Backend KV event publishing is independent of the frontend's `--no-router-kv-events` flag. The frontend flag controls whether the router consumes events; backend flags control whether workers publish them. If the router is not consuming events, workers that still publish will waste resources but cause no harm.

- **vLLM**: Pass `--kv-events-config '{"enable_kv_cache_events": false}'` to disable, or `'{"enable_kv_cache_events": true, "publisher": "zmq", "endpoint": "tcp://*:5557"}'` to enable.
- **SGLang**: Pass `--kv-events-config` with a JSON config to enable, or omit it to keep publishing disabled.
- **TRT-LLM**: Pass `--publish-events-and-metrics` to enable, or omit it to keep publishing disabled.

The CLI args `--router-ttl-secs`, `--router-max-tree-size`, and `--router-prune-target-ratio` control local cache management when the router operates without receiving events from workers.
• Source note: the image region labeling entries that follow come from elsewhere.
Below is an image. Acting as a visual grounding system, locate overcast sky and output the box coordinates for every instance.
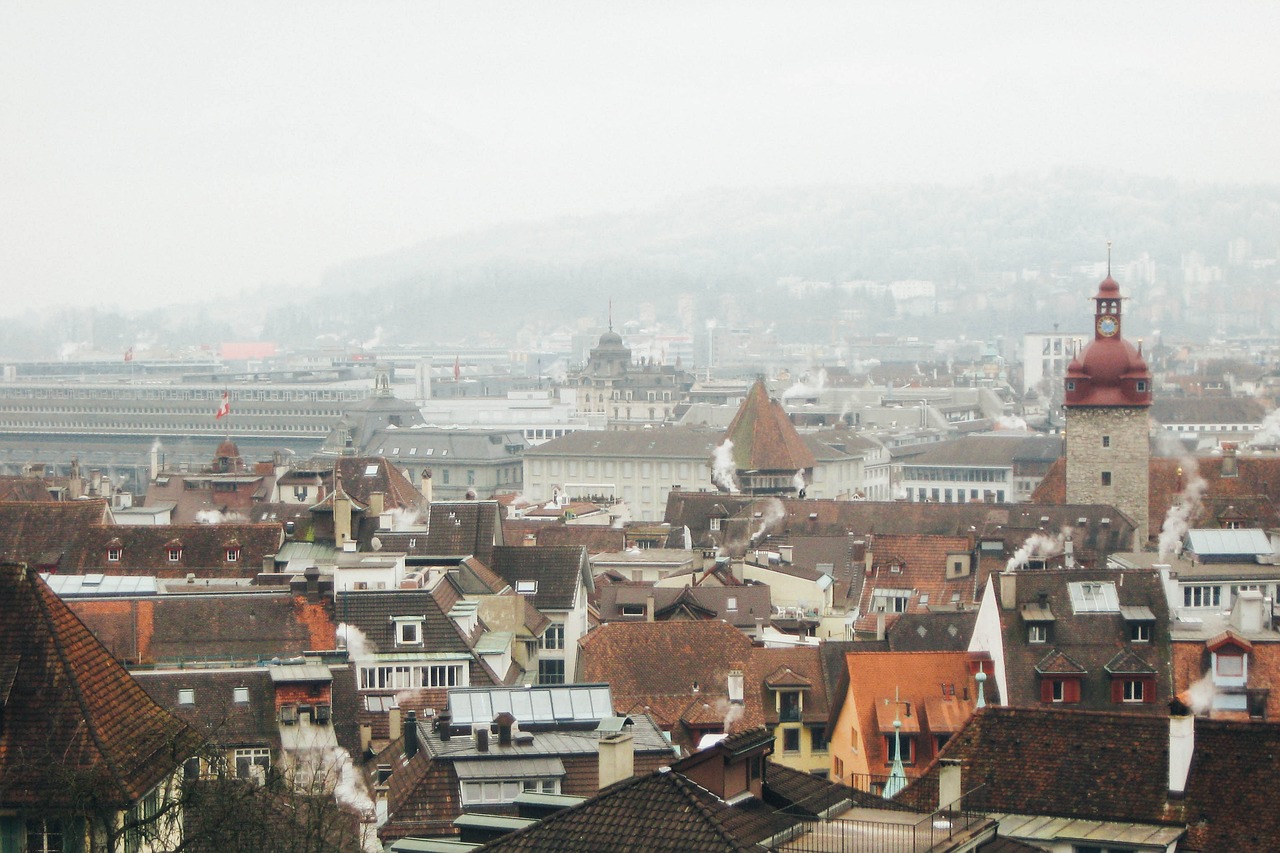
[0,0,1280,313]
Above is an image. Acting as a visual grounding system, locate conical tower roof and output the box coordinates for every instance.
[0,564,201,808]
[724,379,815,471]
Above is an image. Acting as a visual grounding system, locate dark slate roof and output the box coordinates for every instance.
[1151,397,1267,424]
[996,569,1171,715]
[334,581,476,653]
[480,765,819,853]
[489,546,593,612]
[904,434,1062,467]
[724,380,814,471]
[0,500,110,565]
[426,501,504,566]
[899,706,1280,853]
[884,610,978,652]
[525,427,722,464]
[596,583,773,630]
[134,667,280,751]
[0,565,201,808]
[664,489,1136,565]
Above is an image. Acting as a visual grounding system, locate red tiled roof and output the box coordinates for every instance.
[0,564,200,808]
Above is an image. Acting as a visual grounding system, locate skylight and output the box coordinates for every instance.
[1068,580,1120,613]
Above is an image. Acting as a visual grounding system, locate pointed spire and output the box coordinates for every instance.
[882,704,906,799]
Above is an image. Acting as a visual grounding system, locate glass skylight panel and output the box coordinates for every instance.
[570,690,591,720]
[529,690,556,721]
[548,688,573,720]
[511,692,534,720]
[1068,580,1120,613]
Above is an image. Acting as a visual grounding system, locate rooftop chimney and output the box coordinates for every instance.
[493,711,516,747]
[1169,699,1196,798]
[435,711,453,740]
[938,758,961,812]
[598,731,636,789]
[404,711,417,760]
[1000,571,1018,610]
[728,667,742,704]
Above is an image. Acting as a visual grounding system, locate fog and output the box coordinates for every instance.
[0,1,1280,313]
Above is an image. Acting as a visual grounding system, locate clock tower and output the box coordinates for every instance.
[1064,275,1151,548]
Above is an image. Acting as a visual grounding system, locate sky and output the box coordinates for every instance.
[0,0,1280,314]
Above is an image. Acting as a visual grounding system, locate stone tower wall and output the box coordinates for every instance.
[1066,406,1151,547]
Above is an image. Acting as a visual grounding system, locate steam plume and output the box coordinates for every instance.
[712,438,737,494]
[1005,530,1069,571]
[1158,456,1208,560]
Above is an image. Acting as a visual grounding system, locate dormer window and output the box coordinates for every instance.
[392,616,424,646]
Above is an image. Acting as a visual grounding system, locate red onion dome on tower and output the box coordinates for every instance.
[1064,275,1151,406]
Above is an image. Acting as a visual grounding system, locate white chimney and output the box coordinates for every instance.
[1169,703,1196,797]
[728,669,744,704]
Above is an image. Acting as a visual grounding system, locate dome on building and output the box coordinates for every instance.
[1064,275,1151,406]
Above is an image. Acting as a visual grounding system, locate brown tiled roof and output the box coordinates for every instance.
[988,569,1170,715]
[886,608,978,652]
[832,652,977,776]
[481,770,800,853]
[596,581,773,630]
[855,534,983,631]
[502,520,626,556]
[489,546,591,612]
[69,592,334,665]
[899,706,1280,853]
[134,667,280,752]
[724,380,814,471]
[666,489,1136,568]
[0,565,200,808]
[579,620,751,743]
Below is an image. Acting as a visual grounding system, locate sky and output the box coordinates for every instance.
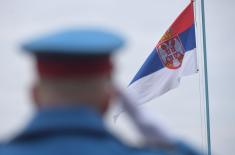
[0,0,235,154]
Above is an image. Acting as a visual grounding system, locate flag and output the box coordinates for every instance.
[128,1,197,103]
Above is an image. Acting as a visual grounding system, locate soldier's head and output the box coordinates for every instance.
[23,29,124,112]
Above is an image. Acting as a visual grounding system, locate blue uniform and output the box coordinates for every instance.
[0,106,201,155]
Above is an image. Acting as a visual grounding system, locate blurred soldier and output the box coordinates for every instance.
[0,29,202,155]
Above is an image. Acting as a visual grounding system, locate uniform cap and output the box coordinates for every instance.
[23,29,124,78]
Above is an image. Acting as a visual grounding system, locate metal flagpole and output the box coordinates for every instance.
[201,0,211,155]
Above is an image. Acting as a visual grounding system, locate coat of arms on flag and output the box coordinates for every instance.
[156,31,185,69]
[128,1,198,103]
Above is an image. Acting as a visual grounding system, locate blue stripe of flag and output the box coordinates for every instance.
[130,24,196,85]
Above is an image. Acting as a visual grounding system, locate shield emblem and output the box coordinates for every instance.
[156,36,185,69]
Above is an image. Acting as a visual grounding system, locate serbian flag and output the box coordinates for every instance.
[128,1,197,103]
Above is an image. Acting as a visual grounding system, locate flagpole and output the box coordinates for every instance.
[201,0,211,155]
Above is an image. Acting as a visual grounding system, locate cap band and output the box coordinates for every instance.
[37,55,112,78]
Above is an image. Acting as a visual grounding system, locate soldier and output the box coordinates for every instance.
[0,29,202,155]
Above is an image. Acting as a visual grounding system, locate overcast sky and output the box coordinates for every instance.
[0,0,235,154]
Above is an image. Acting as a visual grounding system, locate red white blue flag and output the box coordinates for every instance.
[128,2,197,103]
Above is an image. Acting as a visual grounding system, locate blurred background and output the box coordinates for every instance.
[0,0,235,154]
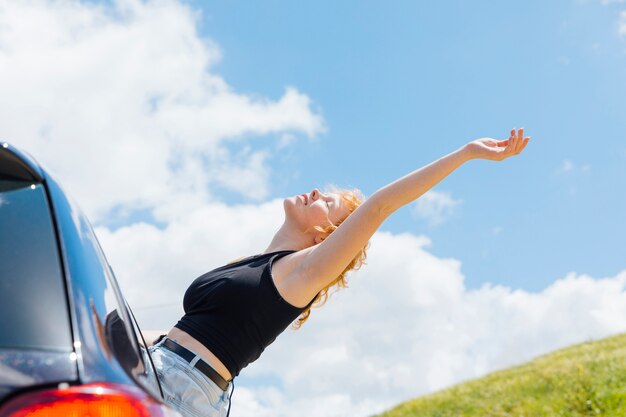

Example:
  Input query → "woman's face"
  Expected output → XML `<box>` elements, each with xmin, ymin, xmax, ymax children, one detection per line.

<box><xmin>283</xmin><ymin>188</ymin><xmax>350</xmax><ymax>232</ymax></box>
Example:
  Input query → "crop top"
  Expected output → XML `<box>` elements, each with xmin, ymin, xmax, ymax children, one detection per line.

<box><xmin>174</xmin><ymin>250</ymin><xmax>315</xmax><ymax>377</ymax></box>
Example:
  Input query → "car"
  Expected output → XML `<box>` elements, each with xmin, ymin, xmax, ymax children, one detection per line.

<box><xmin>0</xmin><ymin>142</ymin><xmax>180</xmax><ymax>417</ymax></box>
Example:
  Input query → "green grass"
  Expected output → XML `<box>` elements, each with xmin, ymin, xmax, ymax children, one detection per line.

<box><xmin>378</xmin><ymin>334</ymin><xmax>626</xmax><ymax>417</ymax></box>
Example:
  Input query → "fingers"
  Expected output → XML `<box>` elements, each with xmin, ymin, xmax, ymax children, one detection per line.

<box><xmin>506</xmin><ymin>127</ymin><xmax>530</xmax><ymax>155</ymax></box>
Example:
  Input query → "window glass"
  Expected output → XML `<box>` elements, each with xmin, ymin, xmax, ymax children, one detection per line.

<box><xmin>0</xmin><ymin>177</ymin><xmax>72</xmax><ymax>352</ymax></box>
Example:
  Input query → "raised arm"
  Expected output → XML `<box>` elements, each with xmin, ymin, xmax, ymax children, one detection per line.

<box><xmin>298</xmin><ymin>129</ymin><xmax>530</xmax><ymax>290</ymax></box>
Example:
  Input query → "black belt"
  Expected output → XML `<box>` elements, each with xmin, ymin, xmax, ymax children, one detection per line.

<box><xmin>163</xmin><ymin>337</ymin><xmax>228</xmax><ymax>391</ymax></box>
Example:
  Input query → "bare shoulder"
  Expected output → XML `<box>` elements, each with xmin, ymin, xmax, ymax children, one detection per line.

<box><xmin>272</xmin><ymin>248</ymin><xmax>321</xmax><ymax>307</ymax></box>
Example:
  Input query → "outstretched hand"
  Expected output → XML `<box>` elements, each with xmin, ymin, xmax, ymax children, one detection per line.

<box><xmin>466</xmin><ymin>128</ymin><xmax>530</xmax><ymax>161</ymax></box>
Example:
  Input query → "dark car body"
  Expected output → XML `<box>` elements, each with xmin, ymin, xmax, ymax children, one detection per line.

<box><xmin>0</xmin><ymin>142</ymin><xmax>178</xmax><ymax>417</ymax></box>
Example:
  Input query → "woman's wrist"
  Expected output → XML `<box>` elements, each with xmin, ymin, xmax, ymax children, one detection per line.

<box><xmin>457</xmin><ymin>143</ymin><xmax>478</xmax><ymax>162</ymax></box>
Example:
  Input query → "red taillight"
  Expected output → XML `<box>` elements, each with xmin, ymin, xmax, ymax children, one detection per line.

<box><xmin>0</xmin><ymin>383</ymin><xmax>172</xmax><ymax>417</ymax></box>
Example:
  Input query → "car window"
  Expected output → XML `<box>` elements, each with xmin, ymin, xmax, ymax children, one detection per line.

<box><xmin>0</xmin><ymin>180</ymin><xmax>73</xmax><ymax>352</ymax></box>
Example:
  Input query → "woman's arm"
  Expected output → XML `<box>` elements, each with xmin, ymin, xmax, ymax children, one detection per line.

<box><xmin>294</xmin><ymin>129</ymin><xmax>529</xmax><ymax>291</ymax></box>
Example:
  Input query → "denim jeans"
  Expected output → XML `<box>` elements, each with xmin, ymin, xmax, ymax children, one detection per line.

<box><xmin>148</xmin><ymin>338</ymin><xmax>234</xmax><ymax>417</ymax></box>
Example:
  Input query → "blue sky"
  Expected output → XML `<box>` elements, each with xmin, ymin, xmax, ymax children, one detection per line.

<box><xmin>0</xmin><ymin>0</ymin><xmax>626</xmax><ymax>417</ymax></box>
<box><xmin>182</xmin><ymin>1</ymin><xmax>626</xmax><ymax>291</ymax></box>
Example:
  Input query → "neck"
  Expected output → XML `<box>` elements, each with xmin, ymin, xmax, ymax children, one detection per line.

When workers are configured to publish KV events, the router relies on worker-side eviction events and these parameters are ignored.

`--router-queue-threshold` and the busy thresholds (`--active-decode-blocks-threshold`, `--active-prefill-tokens-threshold`, `--active-prefill-tokens-threshold-frac`) serve different purposes. Busy thresholds reject a worker entirely from the candidate set when it exceeds a utilization limit. In contrast, `--router-queue-threshold` defers the entire routing decision until at least one worker has capacity, so the request is routed with the freshest load metrics. The busy thresholds can be updated at runtime without restarting the frontend via the `/busy_threshold` HTTP endpoint. For details, see [Request Rejection](/dynamo/user-guides/fault-tolerance/request-rejection).